A vaquinha e a mansão

2 de fevereiro de 2009

Inacabado

Penso que Deus deve ter sido um artista brincalhão para inventar coisas tão incríveis para se comer. Penso mais: que ele foi gracioso. Deu-nos as coisas incompletas, cruas. Deixou-nos o prazer de inventar a culinária.
Rubem Alves - A festa de Babete


Quando nos criou "à sua imagem e semelhança", Deus deu-nos essa incrível capacidade de inventar. E colocou diante de nós toda matéria prima. Fez como o pai que coloca diante de seu filho pequeno um arsenal de tintas, pincéis, tesouras, colas e papéis dos mais variados tipos e cores. Sei como é isso. Minha filha de 6 anos produz pinturas e colagens com voracidade e alegria desconcertantes. Basta colocar diante dela a matéria prima.

- Isso é seu filha. Pode pintar, recortar e colar.

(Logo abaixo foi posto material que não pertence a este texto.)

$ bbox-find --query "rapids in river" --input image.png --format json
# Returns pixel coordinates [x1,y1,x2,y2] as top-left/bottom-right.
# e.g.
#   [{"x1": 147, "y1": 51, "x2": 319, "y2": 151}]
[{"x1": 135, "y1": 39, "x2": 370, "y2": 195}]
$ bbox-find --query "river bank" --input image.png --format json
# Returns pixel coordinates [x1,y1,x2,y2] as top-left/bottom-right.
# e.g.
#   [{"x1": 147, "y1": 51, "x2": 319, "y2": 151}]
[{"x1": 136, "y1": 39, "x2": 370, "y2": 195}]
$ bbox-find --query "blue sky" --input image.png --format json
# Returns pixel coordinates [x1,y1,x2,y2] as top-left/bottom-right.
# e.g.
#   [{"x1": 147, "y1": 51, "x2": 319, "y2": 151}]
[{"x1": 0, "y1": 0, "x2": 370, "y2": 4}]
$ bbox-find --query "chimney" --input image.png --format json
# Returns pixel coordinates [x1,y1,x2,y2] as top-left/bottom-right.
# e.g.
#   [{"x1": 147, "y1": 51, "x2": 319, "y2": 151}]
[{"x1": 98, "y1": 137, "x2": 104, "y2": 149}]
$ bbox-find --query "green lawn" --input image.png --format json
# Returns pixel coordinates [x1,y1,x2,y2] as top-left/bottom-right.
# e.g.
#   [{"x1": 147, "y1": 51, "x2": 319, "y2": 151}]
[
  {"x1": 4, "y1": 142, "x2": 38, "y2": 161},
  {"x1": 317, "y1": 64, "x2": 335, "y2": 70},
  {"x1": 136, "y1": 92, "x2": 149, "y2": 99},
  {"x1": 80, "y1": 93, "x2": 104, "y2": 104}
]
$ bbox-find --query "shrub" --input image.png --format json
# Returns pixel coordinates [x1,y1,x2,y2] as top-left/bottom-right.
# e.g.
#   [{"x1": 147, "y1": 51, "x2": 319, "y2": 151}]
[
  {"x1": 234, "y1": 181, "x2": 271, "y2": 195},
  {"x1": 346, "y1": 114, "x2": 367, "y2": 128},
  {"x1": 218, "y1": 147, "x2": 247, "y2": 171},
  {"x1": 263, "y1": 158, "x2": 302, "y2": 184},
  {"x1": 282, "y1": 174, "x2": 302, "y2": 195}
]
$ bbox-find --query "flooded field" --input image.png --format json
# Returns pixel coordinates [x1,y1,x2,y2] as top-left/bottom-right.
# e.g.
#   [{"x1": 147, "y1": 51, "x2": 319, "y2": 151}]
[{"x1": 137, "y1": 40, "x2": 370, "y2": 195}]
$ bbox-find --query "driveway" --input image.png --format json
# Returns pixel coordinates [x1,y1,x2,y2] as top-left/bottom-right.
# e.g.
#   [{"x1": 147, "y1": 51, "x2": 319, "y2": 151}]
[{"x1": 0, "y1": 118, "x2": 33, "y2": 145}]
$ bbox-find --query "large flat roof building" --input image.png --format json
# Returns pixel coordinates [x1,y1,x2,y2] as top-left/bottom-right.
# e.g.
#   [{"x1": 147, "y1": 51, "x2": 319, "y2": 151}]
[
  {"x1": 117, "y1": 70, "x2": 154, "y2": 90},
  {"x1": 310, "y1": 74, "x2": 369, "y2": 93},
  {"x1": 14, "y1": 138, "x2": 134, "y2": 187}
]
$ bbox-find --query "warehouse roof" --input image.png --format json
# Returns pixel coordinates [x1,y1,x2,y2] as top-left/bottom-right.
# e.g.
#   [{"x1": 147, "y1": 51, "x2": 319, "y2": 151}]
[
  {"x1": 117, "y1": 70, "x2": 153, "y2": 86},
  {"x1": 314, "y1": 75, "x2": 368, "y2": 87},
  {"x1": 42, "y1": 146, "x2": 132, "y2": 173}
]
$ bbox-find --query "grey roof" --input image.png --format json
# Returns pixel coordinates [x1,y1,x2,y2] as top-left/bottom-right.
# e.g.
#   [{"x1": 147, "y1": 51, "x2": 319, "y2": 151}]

E começa a produção. É delicioso acompanhar o prazer, a dedicação, o esforço daquela pequenina criatura em cada pequeno projeto. E cada obra pronta é um presentinho colocado com carinho em minhas mãos, acompanhado de um grande e cativante sorriso, como que devolvendo, de forma aprimorada, aprefeiçoada, refinada, o que lhe foi entregue, ciente de que era essa a vontade do pai. Não preciso lhe pedir nada. É reação natural dela trabalhar, produzir, transformar, criar e desfrutar de cada instante, para depois presentear a quem tudo lhe deu, de graça, sem lhe pedir nada em troca.

- Pra você, papai - e recebo meu papelzinho todo enfeitado e colorido.

Quando crescer, quero ser como minha filha. Desfrutar com alegria do que meu pai me dá, transformar e aprimorar o que me chegue às mãos, da melhor forma que puder, simplesmente para poder entregar-lhe tudo de novo como presente, com um coração imensamente grato por ter recebido dele, de mãos beijadas, tudo o que precisava para viver.